The one thing everybody agreed on was that the house had been built by a German woman. As far as I could tell, that had been in 1946, barely a year after the war had finished when Germany – with seven million dead – was in ruins. The story was that her family had moved their assets to Switzerland before the outbreak of hostilities and that her fortune had survived intact. Maybe it was true: there were Germans who had done exactly that – ask the guys at Richeloud’s.

The consensus among the storytellers was that the woman had flown into the old grass runway at Milas, was met by a car, inspected the site at lunchtime and flew out two hours later. After a few months, a construction team arrived.

Back then, there were hardly any roads, so all the tradesmen and engineers, as well as the building materials, had to be brought in by barge. The gaunt men – all Germans – built bunkhouses and a field kitchen and, for reasons only they knew, had nothing to do with the villagers.

After two years, with the house complete, the last of them demolished their simple barracks, landscaped the gardens and pulled out. All that was left to mark their stay was the name of the small cove at the base of the cliff, inaccessible except by boat, where they had landed the barges and swum every evening. ‘This sand of the water,’ the manager said, ‘is what the Bodrum peoples call—’

‘The German Beach,’ I said.

The men told me that, despite all the effort and expense, nobody had lived in the villa – at least not permanently.
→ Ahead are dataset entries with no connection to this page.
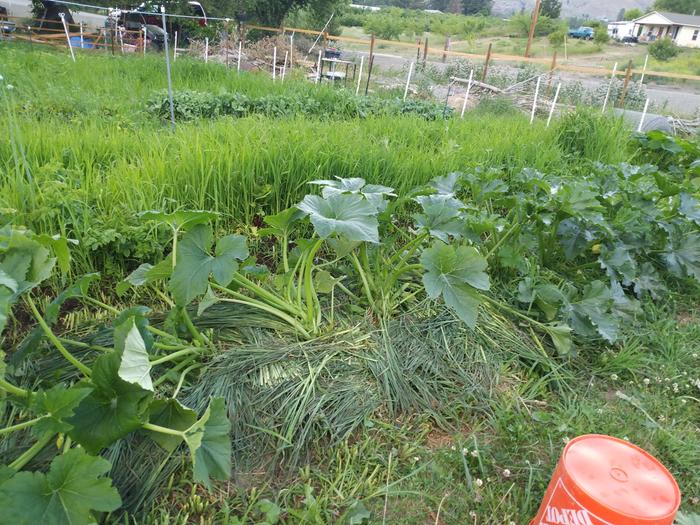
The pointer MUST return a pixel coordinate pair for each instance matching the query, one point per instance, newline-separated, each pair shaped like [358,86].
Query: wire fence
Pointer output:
[413,65]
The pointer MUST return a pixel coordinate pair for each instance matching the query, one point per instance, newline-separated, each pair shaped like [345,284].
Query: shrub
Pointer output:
[664,49]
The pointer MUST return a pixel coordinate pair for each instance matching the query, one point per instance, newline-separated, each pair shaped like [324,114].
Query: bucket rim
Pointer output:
[643,519]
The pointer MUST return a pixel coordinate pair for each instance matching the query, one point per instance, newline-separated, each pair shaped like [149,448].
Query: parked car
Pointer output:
[584,33]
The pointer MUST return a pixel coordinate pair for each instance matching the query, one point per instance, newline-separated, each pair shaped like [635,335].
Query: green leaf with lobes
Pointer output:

At first, lights would come on every few months, stay lit for a week or so, then go dark again. Everybody assumed it was a vacation home, but the carefully planted foliage and the privacy of the land made it impossible even to glimpse the people who called the Waiting Room their temporary home.
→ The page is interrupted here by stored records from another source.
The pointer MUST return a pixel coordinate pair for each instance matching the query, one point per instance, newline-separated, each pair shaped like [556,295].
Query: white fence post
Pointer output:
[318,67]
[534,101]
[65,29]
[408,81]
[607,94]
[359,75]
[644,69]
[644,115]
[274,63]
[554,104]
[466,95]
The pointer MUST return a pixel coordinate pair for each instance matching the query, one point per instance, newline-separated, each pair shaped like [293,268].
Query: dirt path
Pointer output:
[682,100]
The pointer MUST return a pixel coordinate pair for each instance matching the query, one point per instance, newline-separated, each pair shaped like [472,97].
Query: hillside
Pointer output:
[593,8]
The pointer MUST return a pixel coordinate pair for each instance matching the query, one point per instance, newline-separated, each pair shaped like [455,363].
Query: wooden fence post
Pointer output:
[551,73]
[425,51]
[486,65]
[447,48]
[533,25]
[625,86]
The Waiting Room, I thought again – such a strange name. ‘Why was it changed?’ I asked them.

The manager laughed and didn’t need to consult his colleagues. ‘It was of the nature very simple,’ he said. ‘La Salle d’Attente made a complication far too much for the fisherfolk to pronunciate. They knew of the language in which it was spoken, so they did the shrug and called it the French House. Over the years, it did a catch-on and all peoples named it the same.’

The seasons passed, the men said, the foliage grew thicker and the villa seemed to fall into a long sleep, eventually becoming unvisited for years at a time.

Slowly at first, then more rapidly, tourism changed the coast – marinas sprouted in the harbour and other beautiful villas were built on the headland. Then, about eight years ago, a man came – nobody knew who he was – and opened up the house. A few weeks later, teams of renovators arrived from overseas and set about updating the mansion, even installing a state-of-the art security system. Finally, the twenty-first century had caught up with the French House.